Yes, there may be varying degrees of emotional need and availability for business students. You might get more of a cuddle from a marketing major than an accounting student, but that's all by the way. Music majors will spend months writing the perfect song to play on Valentine's Day for their love. Business majors pray the bookstore still had cards left on the morning of Feb. 15, at a markdown, naturally.
Think I'm stereotyping? For this, I plead guilty, but Gallup has to be at least an unindicted co-conspirator here. Polling, after all, is the arithmetic of stereotyping. "Women like cats more than men," and all that rubbish. Looking at business students, as if it's some homogenous group, is a stereotype. (Interestingly, Gallup didn't break out its results by gender in this study, so we don't know if a woman who studies management gets less emotional support than a man who is pre-med. That stereotyping will have to wait another day.)
So, in truth, business majors might report getting less emotional support, but it's unlikey they're crying their eyes out lamenting in their diaries about it. They might, in fact, not get it because they don't want it.
Here, though, Gallup might be on to something. Business students may not want emotional support, but they certainly need it. Why? Well, the higher you rise as a business leader, the more of that support you need.
Many tend to look at CEOs as titans. This is particularly true of entrepreneurs, who are always celebrated for their single-mindedness, their drive, their innovation and their risk-taking. Viewed on the Discovery Channel, we might think entrepreneurs are solitary animals on the startup level, growing to be the Alpha of a pack when their companies grow in size and scale.

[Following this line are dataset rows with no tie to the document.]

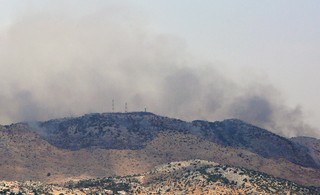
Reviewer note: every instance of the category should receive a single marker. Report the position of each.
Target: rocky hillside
(109, 144)
(135, 130)
(181, 177)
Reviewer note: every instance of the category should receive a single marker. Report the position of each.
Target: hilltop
(118, 144)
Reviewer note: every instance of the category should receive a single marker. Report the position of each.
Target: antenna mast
(112, 105)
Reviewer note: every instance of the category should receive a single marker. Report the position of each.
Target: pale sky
(267, 42)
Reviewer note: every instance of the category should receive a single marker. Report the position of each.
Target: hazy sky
(253, 60)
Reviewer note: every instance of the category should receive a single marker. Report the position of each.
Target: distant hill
(135, 130)
(109, 144)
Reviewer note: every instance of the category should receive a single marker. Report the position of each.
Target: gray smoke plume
(62, 63)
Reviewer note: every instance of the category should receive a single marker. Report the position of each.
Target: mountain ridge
(87, 153)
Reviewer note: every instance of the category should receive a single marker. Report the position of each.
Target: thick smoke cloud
(56, 64)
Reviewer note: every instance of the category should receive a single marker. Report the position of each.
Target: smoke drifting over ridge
(60, 64)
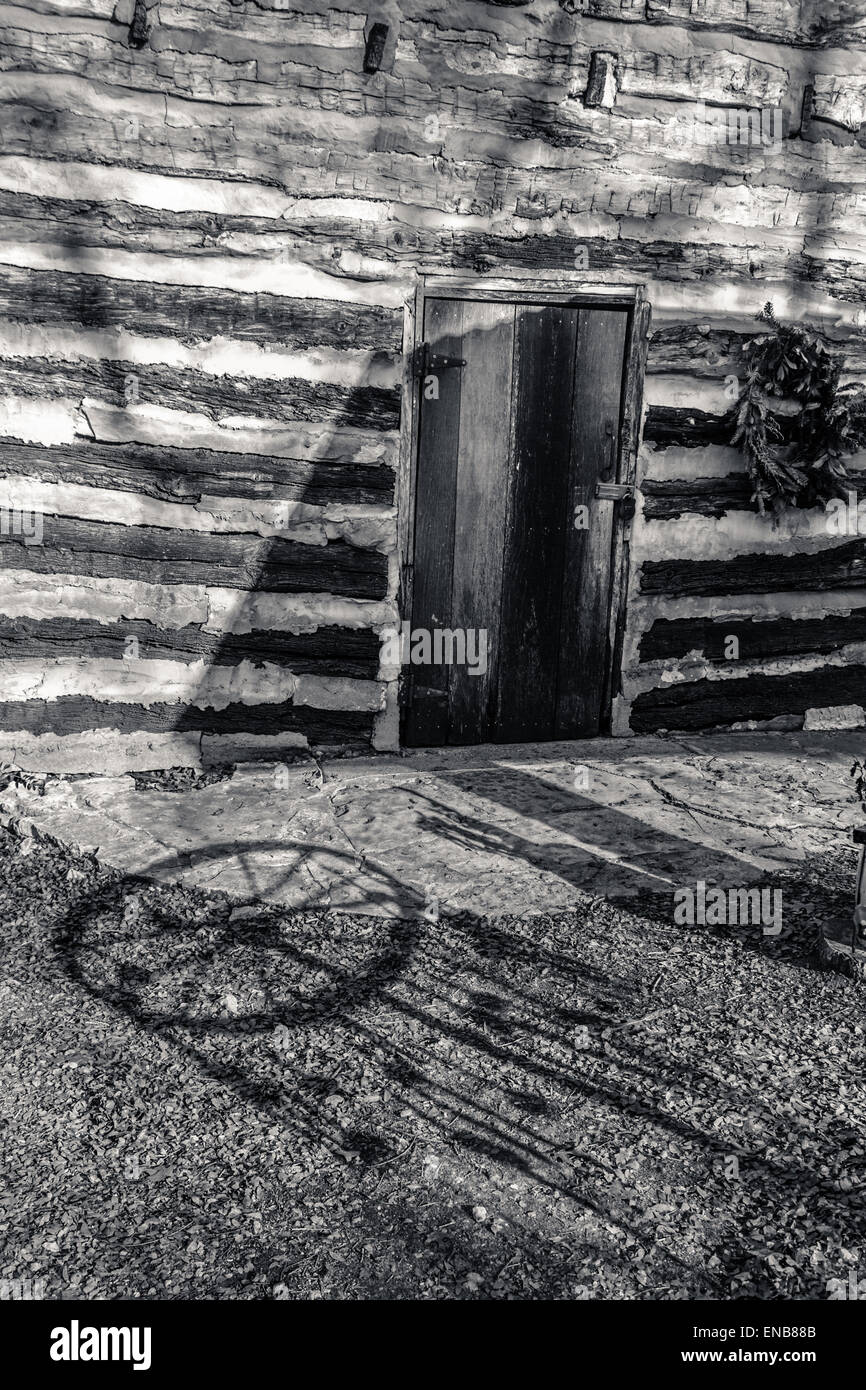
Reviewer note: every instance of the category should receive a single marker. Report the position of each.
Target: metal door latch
(615, 491)
(437, 362)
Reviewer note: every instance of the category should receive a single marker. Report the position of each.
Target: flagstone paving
(489, 830)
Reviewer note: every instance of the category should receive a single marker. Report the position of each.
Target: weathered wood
(185, 388)
(585, 598)
(723, 702)
(667, 498)
(191, 474)
(192, 314)
(78, 713)
(759, 640)
(601, 84)
(328, 651)
(715, 352)
(836, 567)
(160, 555)
(483, 478)
(537, 521)
(427, 713)
(630, 437)
(687, 428)
(838, 99)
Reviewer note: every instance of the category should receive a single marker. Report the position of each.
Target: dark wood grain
(711, 704)
(537, 519)
(670, 638)
(836, 567)
(328, 651)
(427, 713)
(81, 713)
(193, 314)
(202, 392)
(191, 474)
(160, 555)
(483, 480)
(595, 445)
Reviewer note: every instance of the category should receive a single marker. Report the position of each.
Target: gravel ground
(200, 1101)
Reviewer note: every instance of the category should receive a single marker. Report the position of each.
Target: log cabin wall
(211, 221)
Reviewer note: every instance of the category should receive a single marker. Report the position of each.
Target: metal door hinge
(622, 492)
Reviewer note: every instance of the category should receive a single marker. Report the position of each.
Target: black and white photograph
(433, 663)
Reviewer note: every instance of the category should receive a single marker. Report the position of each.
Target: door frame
(570, 291)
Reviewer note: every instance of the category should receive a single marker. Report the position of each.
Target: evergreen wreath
(797, 459)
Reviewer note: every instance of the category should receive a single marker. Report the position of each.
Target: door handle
(438, 362)
(615, 491)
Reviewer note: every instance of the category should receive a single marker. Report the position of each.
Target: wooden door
(520, 417)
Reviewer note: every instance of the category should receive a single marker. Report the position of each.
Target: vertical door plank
(537, 521)
(434, 533)
(485, 413)
(584, 631)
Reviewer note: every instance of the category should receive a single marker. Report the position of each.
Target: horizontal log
(211, 66)
(717, 352)
(840, 99)
(670, 638)
(837, 567)
(191, 474)
(185, 388)
(193, 314)
(78, 713)
(328, 651)
(719, 704)
(687, 427)
(160, 555)
(667, 498)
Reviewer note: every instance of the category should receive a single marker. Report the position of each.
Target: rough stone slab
(488, 830)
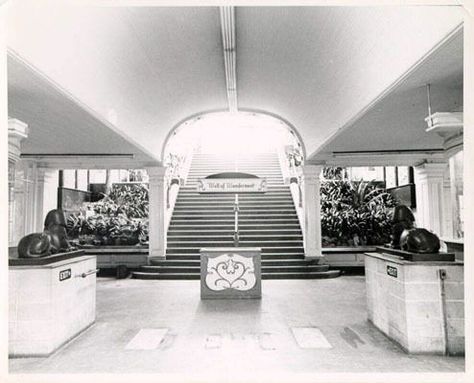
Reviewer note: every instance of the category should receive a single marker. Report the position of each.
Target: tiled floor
(310, 326)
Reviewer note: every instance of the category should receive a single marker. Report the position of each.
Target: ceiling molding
(227, 14)
(325, 142)
(408, 158)
(89, 163)
(15, 56)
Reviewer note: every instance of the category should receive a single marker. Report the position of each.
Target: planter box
(346, 256)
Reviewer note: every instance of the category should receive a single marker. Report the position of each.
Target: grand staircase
(268, 221)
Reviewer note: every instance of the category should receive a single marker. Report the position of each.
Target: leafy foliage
(355, 213)
(119, 218)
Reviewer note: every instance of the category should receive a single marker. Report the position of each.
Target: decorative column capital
(17, 131)
(156, 174)
(434, 169)
(311, 172)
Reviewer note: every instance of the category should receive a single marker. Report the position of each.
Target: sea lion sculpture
(420, 241)
(52, 240)
(403, 219)
(407, 237)
(55, 227)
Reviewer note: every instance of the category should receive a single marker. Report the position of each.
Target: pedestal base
(50, 304)
(231, 272)
(420, 305)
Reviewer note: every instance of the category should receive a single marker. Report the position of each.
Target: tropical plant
(355, 213)
(118, 218)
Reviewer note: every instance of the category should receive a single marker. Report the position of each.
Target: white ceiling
(398, 120)
(316, 67)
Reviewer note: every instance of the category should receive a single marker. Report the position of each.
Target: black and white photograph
(236, 191)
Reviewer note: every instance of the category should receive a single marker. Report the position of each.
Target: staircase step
(194, 276)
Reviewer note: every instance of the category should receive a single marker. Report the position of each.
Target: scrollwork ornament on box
(230, 271)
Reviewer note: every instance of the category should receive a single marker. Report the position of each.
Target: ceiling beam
(228, 41)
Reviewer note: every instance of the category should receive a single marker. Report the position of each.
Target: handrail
(236, 220)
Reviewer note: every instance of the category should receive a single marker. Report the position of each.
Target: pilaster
(430, 181)
(312, 211)
(157, 208)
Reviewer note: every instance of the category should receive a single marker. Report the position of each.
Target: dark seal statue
(55, 227)
(403, 219)
(34, 245)
(52, 240)
(420, 241)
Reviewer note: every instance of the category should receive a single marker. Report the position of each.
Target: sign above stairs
(232, 182)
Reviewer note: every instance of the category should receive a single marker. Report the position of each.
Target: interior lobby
(184, 107)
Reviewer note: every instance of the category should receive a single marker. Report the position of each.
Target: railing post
(236, 221)
(312, 211)
(156, 219)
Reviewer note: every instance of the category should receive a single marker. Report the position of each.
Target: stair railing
(236, 220)
(292, 174)
(176, 175)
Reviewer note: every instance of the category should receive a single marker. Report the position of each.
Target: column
(17, 132)
(447, 230)
(157, 208)
(45, 197)
(429, 180)
(312, 211)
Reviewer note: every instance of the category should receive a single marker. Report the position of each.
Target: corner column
(312, 211)
(156, 218)
(429, 180)
(17, 132)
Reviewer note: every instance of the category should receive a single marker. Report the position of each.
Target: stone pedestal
(420, 305)
(231, 272)
(49, 304)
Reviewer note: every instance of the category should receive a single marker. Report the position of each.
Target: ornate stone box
(231, 272)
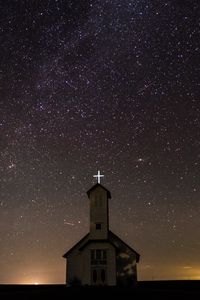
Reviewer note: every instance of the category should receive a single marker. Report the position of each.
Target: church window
(98, 256)
(94, 275)
(103, 275)
(98, 226)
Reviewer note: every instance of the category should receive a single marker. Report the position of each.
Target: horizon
(99, 85)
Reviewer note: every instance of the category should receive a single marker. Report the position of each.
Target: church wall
(126, 268)
(99, 213)
(111, 261)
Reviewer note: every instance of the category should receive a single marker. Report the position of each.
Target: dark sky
(110, 85)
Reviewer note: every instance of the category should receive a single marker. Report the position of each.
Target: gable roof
(98, 185)
(113, 239)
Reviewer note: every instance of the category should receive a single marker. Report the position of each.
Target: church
(101, 257)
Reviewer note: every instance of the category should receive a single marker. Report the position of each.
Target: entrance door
(99, 276)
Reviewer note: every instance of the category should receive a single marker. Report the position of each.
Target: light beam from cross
(98, 176)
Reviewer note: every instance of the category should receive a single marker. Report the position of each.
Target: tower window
(98, 226)
(98, 257)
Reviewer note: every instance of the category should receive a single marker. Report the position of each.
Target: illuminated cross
(98, 176)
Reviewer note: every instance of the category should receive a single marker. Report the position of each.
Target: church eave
(95, 186)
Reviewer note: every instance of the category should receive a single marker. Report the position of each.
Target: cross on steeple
(98, 176)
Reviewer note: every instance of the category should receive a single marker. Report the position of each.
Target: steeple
(99, 213)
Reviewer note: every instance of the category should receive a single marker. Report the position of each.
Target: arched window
(103, 275)
(94, 275)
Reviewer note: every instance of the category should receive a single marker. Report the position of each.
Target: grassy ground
(145, 290)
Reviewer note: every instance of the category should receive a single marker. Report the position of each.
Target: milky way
(110, 85)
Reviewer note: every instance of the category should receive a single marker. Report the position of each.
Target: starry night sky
(110, 85)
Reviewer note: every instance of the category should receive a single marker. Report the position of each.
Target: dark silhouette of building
(101, 257)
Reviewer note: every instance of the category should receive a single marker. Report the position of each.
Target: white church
(101, 257)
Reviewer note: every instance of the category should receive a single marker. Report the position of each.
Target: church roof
(99, 185)
(113, 239)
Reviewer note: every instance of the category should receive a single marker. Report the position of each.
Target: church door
(98, 267)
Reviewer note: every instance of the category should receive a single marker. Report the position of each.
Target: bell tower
(99, 214)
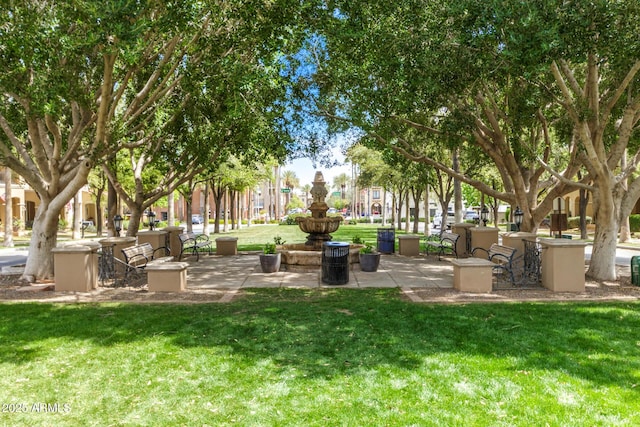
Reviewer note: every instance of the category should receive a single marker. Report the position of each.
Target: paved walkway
(243, 271)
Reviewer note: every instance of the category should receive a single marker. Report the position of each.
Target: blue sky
(305, 170)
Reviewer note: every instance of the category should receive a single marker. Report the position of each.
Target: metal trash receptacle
(635, 270)
(386, 240)
(335, 263)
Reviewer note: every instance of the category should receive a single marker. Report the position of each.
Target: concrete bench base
(472, 275)
(167, 276)
(227, 246)
(409, 245)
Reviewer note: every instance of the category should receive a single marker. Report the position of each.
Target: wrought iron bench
(137, 257)
(502, 256)
(194, 243)
(442, 243)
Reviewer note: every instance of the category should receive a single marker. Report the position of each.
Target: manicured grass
(253, 238)
(339, 357)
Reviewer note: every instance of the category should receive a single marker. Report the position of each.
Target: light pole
(517, 216)
(151, 216)
(117, 224)
(484, 215)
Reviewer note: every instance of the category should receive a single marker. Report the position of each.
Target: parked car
(437, 220)
(471, 216)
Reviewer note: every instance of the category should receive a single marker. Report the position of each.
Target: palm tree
(340, 183)
(307, 189)
(291, 181)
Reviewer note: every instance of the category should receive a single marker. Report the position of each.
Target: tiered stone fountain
(319, 227)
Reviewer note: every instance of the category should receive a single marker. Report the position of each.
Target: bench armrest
(137, 260)
(486, 252)
(201, 238)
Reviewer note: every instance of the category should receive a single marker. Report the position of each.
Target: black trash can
(386, 240)
(335, 263)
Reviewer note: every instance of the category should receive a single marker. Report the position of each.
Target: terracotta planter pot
(369, 262)
(270, 263)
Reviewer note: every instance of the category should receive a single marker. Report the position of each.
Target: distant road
(9, 257)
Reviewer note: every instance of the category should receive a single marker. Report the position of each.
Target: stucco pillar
(483, 237)
(75, 268)
(563, 265)
(409, 244)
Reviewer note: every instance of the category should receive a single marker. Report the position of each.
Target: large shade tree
(83, 80)
(542, 89)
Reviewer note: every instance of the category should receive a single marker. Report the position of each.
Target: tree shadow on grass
(328, 333)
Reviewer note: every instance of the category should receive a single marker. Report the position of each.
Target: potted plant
(369, 258)
(270, 259)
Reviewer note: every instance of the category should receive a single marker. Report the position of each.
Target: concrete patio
(243, 271)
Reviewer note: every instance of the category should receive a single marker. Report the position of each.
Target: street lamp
(152, 219)
(517, 216)
(484, 215)
(117, 224)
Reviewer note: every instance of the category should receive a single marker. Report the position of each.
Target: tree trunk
(603, 257)
(98, 220)
(205, 214)
(170, 209)
(457, 189)
(416, 216)
(134, 220)
(112, 207)
(602, 265)
(39, 264)
(76, 216)
(8, 210)
(427, 213)
(407, 213)
(399, 209)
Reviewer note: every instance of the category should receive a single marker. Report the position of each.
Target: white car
(451, 219)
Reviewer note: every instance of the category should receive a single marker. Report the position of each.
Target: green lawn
(339, 357)
(254, 237)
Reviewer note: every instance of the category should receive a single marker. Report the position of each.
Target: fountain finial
(318, 226)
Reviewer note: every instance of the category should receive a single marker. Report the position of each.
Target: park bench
(442, 243)
(138, 257)
(194, 243)
(503, 258)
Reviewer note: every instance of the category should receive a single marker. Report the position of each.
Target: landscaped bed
(338, 357)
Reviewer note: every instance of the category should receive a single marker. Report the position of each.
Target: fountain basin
(326, 225)
(303, 257)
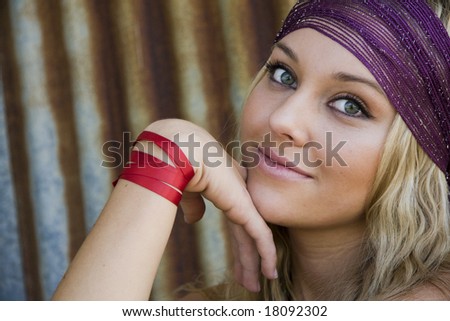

But that is a misreading of what makes true business leaders great. In fact, the best CEOs and executives have teams of people around them, giving them advice, and, yes, emotional support. Look at mentorship. A study from the American Society for Training and Development found that 75 percent of executives say their success came in part to having a mentor. Corporations realize this, too: That same ASTD study noted 71 percent of Fortune 500 companies have some type of mentoring program for employees.
Also look at the rise of executive coaching. About half of American CEOs say they have hired and used an executive coach, and more lower-level employees are hiring coaches to help them get ahead.
What is mentoring and coaching? Support. More than just advice, real leaders get a sounding board off which to discuss ideas, challenges and opportunities. At its best, mentoring and coaching allow business leaders to find their internal compasses, pulling out the right decisions which already reside within them. The best leaders never really walk alone.
And therein lies the opportunity for the best business students. Yes, they may neither seek nor find emotional support on campus, but they certainly should the minute they enter the workforce. The lack of it at college won't hold them back if they take advantage of what's available from their companies once they sign that offer letter. Engagement should follow. Sure, it seems hard to be enthusiastic selling insurance, but finding mentors who have made it their life, embraced it and accumulated a stack of chips from doing it, might change an employee's perspective.
And that change in perspective might mean a change in career, or even a move toward true entrepreneurship. It's no secret that a lack of job satisfaction is a key reason why people start their own businesses. Here, mentorship is vital, but the insight of someone in the workforce is far more valuable than the love from a professor of accounting.
So, to the students, don't weep over love lost on campus. But don't forget that ongoing support is what will differentiate you in the future.
You might not seek emotional support now, but you need to learn to love it later.